The candidate structures of putative carbonic anhydrase mimics were obtained by searching data available in the Cambridge Structural Database (CSD, Version 5.24; Allen, 2002[Allen, F. H. (2002). Acta Cryst. B58, 380-388.]) using the Conquest program (Bruno et al., 2002[Bruno, I. J., Cole, J. C., Edgington, P. R., Kessler, M., Macrae, C. F., McCabe, P., Pearson, J. & Taylor, R. (2002). Acta Cryst. B58, 389-397.]), with constraints on the number and character of ligands coordinating the metal center, as well as on the metal identity. Multiple searches were carried out for a variety of first-row transition metals, but the distributions of the resulting metal-nitrogen bonds were only compared across a single metal identity at a time. If candidate structures with metal centers other than Zn or Co were obtained, the metal in the crystal structure was replaced and re-optimized alongside results obtained with Zn or Co centers that were also optimized with the native metal.

3. Results and discussion

We have characterized a model reaction coordinate for carbon capture via CO2 hydration in order to identify how to optimize catalysts towards facilitating this reaction. We identified potential reaction steps through what was known about carbonic anhydrases and its mimics, and by comparing reactants and products and possible intermediate species that would need to bind to the metal. For other reactions, we would also carry out a literature search to identify potential competing reaction steps. Additionally, a large focus of our optimization search is on controlling the relative binding energy of different species to the catalytic center. We can identify which species are likely to be present in order to identify which binding energies should be calculated. In this case, the characteristics of the reaction coordinate (see Fig. 1[link]) were identified as

[Figure 1]
Figure 1
Schematic of reaction characteristics, labeled as follows: (1) [Delta]EM-OH = hydroxyl stability (green), (2) Ea = activation energy (red), (3) [Delta]Erxn = reaction energetics (blue), and (4) De(P) = product release (orange). Approximate structures are provided above each intermediate.
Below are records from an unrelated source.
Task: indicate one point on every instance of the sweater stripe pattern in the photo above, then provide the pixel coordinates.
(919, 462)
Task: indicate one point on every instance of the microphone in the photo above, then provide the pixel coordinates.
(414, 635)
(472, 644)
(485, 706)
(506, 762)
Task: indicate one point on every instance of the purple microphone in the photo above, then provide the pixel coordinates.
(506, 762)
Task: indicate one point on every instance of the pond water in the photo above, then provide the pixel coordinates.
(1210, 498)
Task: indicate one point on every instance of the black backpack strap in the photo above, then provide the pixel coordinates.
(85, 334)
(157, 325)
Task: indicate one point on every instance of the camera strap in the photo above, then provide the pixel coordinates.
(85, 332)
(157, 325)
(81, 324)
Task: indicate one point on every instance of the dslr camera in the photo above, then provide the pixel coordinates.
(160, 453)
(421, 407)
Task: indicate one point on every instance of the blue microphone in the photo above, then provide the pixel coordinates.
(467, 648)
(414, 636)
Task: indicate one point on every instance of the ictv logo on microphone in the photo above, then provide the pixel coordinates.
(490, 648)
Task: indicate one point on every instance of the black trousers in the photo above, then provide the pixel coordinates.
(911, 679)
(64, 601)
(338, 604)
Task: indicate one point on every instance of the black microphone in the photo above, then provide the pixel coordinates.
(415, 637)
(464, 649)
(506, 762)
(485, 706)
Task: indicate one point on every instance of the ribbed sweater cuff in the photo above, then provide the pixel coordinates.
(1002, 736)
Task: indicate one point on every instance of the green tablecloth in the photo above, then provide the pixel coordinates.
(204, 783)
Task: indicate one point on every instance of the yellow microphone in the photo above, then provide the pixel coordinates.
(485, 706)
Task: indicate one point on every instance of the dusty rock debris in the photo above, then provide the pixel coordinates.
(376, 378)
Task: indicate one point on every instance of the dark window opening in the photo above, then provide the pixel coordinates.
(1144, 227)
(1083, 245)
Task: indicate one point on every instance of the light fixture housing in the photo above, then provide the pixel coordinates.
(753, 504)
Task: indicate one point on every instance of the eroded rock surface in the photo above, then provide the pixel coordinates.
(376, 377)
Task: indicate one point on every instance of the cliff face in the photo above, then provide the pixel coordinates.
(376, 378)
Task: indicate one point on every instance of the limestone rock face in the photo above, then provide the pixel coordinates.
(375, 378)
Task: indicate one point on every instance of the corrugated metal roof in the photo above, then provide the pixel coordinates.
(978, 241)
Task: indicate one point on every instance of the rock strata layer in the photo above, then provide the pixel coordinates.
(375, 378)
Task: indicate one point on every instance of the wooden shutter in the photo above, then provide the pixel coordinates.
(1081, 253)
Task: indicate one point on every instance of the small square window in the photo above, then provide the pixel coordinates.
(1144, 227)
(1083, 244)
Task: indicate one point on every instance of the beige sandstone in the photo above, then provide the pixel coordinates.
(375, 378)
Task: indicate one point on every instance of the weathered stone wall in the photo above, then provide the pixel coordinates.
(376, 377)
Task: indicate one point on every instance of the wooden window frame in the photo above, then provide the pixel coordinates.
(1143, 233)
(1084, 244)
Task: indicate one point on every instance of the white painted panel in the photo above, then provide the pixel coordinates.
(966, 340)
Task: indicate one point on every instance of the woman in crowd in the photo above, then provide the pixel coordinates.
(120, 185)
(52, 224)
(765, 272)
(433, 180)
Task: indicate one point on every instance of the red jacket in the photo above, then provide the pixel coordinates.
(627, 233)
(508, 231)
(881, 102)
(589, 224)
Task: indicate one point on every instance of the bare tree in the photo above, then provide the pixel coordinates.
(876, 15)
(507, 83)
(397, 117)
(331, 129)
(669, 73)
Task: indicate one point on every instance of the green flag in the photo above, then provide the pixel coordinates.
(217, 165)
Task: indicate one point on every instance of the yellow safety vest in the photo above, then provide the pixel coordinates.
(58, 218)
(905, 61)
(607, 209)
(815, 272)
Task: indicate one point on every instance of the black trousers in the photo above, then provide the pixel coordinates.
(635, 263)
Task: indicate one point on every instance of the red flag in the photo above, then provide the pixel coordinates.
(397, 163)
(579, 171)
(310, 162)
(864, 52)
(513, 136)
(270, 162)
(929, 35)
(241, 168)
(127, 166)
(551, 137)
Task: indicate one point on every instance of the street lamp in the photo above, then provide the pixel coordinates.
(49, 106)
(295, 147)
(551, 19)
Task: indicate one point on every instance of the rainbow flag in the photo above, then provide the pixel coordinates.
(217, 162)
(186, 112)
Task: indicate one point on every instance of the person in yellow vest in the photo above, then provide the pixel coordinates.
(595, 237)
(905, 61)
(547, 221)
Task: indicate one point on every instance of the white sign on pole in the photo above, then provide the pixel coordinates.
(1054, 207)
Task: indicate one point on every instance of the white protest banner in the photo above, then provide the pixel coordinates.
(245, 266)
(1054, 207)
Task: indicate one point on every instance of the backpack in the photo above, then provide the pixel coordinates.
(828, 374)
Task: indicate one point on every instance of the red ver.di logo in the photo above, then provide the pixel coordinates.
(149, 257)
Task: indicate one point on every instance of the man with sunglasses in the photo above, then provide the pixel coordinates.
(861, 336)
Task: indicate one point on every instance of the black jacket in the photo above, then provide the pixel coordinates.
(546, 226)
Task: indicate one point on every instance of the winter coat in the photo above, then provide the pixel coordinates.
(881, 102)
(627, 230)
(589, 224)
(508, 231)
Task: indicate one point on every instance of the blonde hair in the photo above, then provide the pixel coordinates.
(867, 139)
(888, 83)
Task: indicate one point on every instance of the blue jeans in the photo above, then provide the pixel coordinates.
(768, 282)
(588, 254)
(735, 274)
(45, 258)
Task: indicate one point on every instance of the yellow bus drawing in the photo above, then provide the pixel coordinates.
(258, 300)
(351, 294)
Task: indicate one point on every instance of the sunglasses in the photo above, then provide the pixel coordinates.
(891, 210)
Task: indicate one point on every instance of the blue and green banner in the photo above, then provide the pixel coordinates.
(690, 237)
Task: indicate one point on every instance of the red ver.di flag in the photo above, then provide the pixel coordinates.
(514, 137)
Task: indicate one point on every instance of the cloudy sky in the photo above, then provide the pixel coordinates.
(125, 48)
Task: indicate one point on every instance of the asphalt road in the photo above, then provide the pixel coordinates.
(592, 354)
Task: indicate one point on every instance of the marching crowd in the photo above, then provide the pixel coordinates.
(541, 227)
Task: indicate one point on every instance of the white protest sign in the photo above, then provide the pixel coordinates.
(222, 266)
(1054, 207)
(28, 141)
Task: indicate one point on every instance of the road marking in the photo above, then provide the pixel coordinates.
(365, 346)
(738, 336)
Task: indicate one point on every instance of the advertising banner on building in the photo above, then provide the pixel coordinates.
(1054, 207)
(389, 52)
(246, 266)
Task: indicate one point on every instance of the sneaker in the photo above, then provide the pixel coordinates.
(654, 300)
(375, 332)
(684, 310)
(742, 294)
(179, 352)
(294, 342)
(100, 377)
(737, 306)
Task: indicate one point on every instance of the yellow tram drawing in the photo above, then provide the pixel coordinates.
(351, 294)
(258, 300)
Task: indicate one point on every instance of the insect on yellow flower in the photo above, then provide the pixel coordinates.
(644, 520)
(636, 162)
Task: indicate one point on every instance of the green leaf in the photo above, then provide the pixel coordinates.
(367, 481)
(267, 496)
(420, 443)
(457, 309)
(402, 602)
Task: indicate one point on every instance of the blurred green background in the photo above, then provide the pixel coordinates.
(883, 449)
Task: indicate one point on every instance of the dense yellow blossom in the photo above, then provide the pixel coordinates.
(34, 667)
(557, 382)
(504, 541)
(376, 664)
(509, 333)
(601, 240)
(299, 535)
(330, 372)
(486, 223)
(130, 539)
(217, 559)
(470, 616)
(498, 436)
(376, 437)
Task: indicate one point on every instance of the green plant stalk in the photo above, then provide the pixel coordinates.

(1) stability of hydroxyl formation and binding

[\Delta E _{M - {\rm OH}} \simeq E _{M - {\rm OH}} + E _{\rm H_{3}O^+} - \left ( E _{M - {\rm H_{2}O}} + E _{\rm H_{2}O} \right ) , \eqno (1)]

(2) activation energy Ea for M-OH attack on CO2

[{E_a} \simeq {{E_{{\rm TS}(M - {\rm HCO_3} )}}} - \left [ {E_{M - {\rm OH}}} + {E_{\rm CO_2}} \right ], \eqno(2)]

where the subscript TS denotes transition state,

(3) reaction energetics Erxn for M-OH attack on CO2

[\Delta {E}_{\rm rxn} \simeq {E}_{M- {\rm HCO_{3}}} - \left [ {E}_{M- {\rm OH}} + {E}_{\rm CO_2} \right ], \eqno(3)]

(4) product release De(P)

[D_{\rm e} ({\rm P}) \simeq \left ( E_{M - {\rm H_2O}} + E_{\rm H_{2}CO_{3}} \right ) - \left ( E_{M - {\rm H_{2}CO_{3}}} + E_{\rm H_{2}O} \right ). \eqno(4)]

There are a few assumptions made in our definition of reaction characteristics. In equation (1)[link], we assign hydroxyl formation as the relative energy of replacing a water molecule by a hydroxyl and a free hydronium ion. This approximation is justified because trends in hydroxyl formation across geometries are not particularly sensitive to the role and identity of the species that deprotonates. In equation (4)[link], we assume that a neutral carbonic acid molecule is formed in order to aid its release from the catalyst, and that a free water molecule is present and may displace a neutral carbonic acid molecule (see §2[link], Computational methods).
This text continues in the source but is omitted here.